Happy (belated) Fourth of July, everyone! In patriotic spirit, I decided to throw together a themed and group-friendly summer dessert. Filled with fresh berries, spongy cake, and sweet and tangy vanilla + cream cheese whipped layers. It’s almost too good looking to eat—almost… but my guests and I readily gobbled up this delicious dessert!
I’ve had a series of unfortunate camera-related events recently. In between shooting and cooking in different places, to uploading pictures and writing posts on different laptops, there’s always a chance of misplacing memory cards, neglecting to recharge the battery, or forgetting the battery behind. Let’s just say all three things happened this past weekend and I’m now a bit short on the pretty pretty pictures :/
On the bright side, this beautiful trifle was the perfect way to celebrate the day of red, white, and blue! I regret to say (again) that I failed to post this early enough to be a holiday dessert inspiration (I promise I had this ready beforehand, but travel threw my schedule off) but the trifle is such a versatile dessert that could be made for just about any event! For one, it can feed A LOT of people with its many layers of fluffy cake, cream, and fruit. Secondly, it’s easy to replace ingredients to fit the occasionp; as an example, I choose to feature a red velvet cake to go along with the patriotic theme of the weekend.

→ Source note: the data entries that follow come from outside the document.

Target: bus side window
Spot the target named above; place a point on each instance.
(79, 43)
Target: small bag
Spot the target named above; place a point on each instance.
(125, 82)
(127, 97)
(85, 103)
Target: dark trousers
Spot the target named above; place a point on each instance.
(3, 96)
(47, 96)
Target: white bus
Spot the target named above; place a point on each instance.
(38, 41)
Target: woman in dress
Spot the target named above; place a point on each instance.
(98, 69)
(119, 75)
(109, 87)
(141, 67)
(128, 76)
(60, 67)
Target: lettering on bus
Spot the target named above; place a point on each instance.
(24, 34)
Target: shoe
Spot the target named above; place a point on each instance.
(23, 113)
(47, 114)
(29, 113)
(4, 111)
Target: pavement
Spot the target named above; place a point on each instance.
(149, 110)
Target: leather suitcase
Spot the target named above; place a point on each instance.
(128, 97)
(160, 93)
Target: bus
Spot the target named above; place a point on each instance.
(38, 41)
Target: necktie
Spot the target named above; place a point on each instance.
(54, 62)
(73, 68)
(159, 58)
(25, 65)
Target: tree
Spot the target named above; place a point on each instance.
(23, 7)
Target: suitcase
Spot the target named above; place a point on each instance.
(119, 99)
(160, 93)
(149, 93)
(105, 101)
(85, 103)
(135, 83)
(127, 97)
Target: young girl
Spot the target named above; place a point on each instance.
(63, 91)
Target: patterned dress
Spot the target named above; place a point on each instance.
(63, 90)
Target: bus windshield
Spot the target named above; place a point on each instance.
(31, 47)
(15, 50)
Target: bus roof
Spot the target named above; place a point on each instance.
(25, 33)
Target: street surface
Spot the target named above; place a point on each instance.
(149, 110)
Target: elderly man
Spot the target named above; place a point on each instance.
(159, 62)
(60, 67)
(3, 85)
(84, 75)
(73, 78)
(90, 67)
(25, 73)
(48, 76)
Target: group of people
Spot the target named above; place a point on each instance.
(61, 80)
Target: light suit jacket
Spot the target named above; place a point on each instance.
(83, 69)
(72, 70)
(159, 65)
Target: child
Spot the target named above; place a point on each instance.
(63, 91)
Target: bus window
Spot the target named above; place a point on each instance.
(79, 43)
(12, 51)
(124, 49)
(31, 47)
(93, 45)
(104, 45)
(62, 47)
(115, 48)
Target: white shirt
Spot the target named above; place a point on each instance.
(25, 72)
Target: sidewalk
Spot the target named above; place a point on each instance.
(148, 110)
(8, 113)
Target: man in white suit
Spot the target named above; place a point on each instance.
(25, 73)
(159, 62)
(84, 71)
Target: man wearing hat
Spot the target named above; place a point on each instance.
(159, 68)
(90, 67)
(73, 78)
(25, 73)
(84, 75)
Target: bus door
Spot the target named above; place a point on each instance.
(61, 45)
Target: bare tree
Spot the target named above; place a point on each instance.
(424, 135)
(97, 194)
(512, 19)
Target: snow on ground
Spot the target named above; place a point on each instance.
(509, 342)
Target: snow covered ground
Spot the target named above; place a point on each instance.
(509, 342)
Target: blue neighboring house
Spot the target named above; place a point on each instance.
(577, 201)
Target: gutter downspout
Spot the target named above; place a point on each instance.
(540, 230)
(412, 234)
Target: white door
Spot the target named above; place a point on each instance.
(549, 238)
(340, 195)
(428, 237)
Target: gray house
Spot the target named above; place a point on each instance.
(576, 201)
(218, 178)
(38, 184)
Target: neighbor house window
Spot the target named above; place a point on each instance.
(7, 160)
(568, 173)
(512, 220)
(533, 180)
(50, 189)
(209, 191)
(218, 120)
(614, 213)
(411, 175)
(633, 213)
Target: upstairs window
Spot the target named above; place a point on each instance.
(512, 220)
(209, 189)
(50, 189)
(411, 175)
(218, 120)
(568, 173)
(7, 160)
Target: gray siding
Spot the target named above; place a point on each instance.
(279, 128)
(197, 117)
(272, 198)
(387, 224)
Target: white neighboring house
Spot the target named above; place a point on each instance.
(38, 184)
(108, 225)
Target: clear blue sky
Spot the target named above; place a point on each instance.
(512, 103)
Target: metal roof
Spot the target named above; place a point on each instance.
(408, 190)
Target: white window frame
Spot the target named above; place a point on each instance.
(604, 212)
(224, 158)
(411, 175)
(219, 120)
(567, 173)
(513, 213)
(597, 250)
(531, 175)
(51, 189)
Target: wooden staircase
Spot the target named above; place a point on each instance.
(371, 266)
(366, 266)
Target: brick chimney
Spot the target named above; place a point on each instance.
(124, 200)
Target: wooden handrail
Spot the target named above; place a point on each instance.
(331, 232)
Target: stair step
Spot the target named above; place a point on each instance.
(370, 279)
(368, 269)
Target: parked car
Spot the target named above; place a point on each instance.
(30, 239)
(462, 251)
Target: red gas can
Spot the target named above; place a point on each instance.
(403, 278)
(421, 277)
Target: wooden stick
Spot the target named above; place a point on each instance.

But what I really appreciate about this dessert is its ability to be single-served. Look how adorable it looks in a stemless white wine glass?! The perfect layers of red cake, white cream, and blue berries are easily visible; and the wine glass trifle glasses make it so easy for guests to enjoy a mini trifle without needing to scoop out portions from a gigantic bowl.
- Premade cake, 9x13 or equivalent
- 2 pint fresh blueberries
- 2 carton fresh strawberries
- 1 pint heavy whipping cream
- 2 tbs confectioner's sugar
- 1 tsp vanilla extract
- 8 oz cream cheese, softened room-temperature
- 2/3 c plain greek yogurt
- 1/2 c confectioner's sugar
- 2 tsp vanilla extract
- In a chilled or cool bowl, whip the heavy whipping cream with an electric mixer on low to medium until soft peaks start to form.
- Add confectioner's sugar and vanilla and continue whipping until stiff peaks and an airy fluffiness forms.
- Beat softened cream cheese on low with an electric mixer.
- A third at a time, slowly add in 1/3 of the greek yogurt, confectioner's sugar, and vanilla extract. Repeat and continue mixing until soft peaks form.
- Cut cake or tear into 1-inch cubes.
- Prep and wash berries; core and slice strawberries.
- Add a layer of cake to the bottom of the trifle bowl*. Top with a layer of whipped cream followed by the cream cheese layer. Add a layer of fresh berries followed by a light layer of whipped cream.
- Repeat layers again, ending with a layer of whipped cream and/or a cream cheese layer. Use a spatula to smooth out the surface. Add a generous heap of berries or decorate as desired to top layer.
- Loosely cover and place in refridgerator to set and chill for ~2 hours. This dessert can be made a day in advance and chilled overnight.
- Serve chilled; scoop onto bowls or plates and enjoy!
- * If you don't have a trifle bowl (like me), you can use two 7-cup Pyrex glass storage bowls as a substitute for the serving bowl.
- Layering order is merely a suggestion; I would love to hear how you've experimented with different ingredients and layering methods!